His wide-eyed stare had my lungs frozen until he reached for the food, helping to spread everything out where it was easier to access. He waited until I put a tortilla on my plate and started piling things on it before making his own.
“I’ve raised two alphas, so I know how much you can eat. Don’t be shy.”
He’d only grabbed two tortillas, but I knew that would never be enough for a man his size. I’d heard shifter appetites were greater than a human’s, it helped them heal faster than we did, and my boys would have demolished at least four for lunch.

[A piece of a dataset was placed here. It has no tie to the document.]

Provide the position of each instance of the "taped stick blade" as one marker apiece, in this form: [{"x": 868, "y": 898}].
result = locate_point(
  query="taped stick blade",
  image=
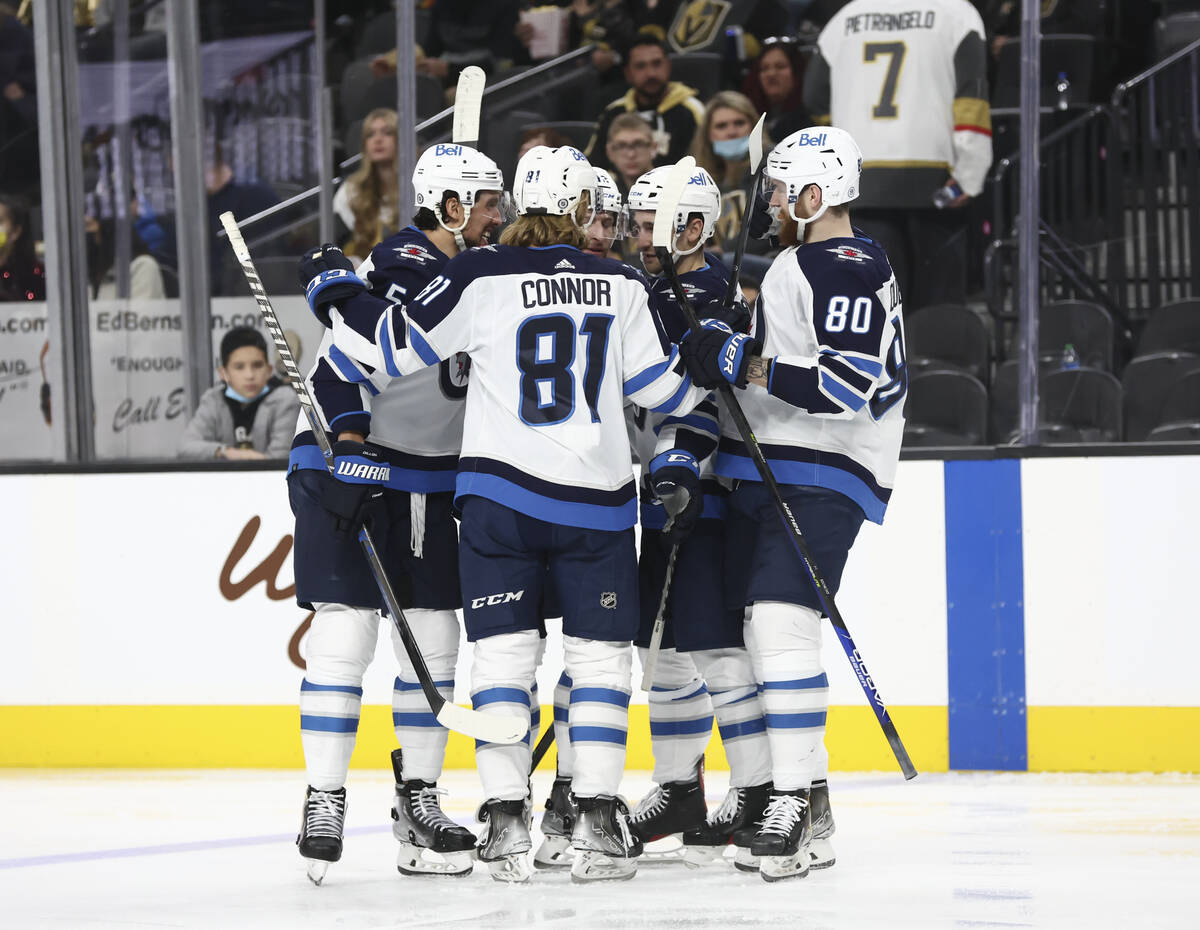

Shooting me a quick grin, he snatched two more tortillas before starting to layer on everything else. It was satisfying to watch him eat the food I’d prepared, my omega side happy the alpha seemed to be enjoying it. When he made two more after polishing off the first four, it sent a thrill coursing through me that I hadn’t felt since my boys were young.
“That was delicious. I don’t know how you expect me to get off the ground after that, much less work. I think I might be in a food coma.”
I laughed as he flopped back on the blanket and rubbed his stomach. The motion pulled the edge of his shirt up, revealing a peek of dark hair disappearing beneath his waistband, and the lust from earlier returned. With the way my body kept reacting to his, I wasn’t sure I’d be able to keep resisting the temptation he represented.
But I wasn’t willing to give up my newfound freedom for it.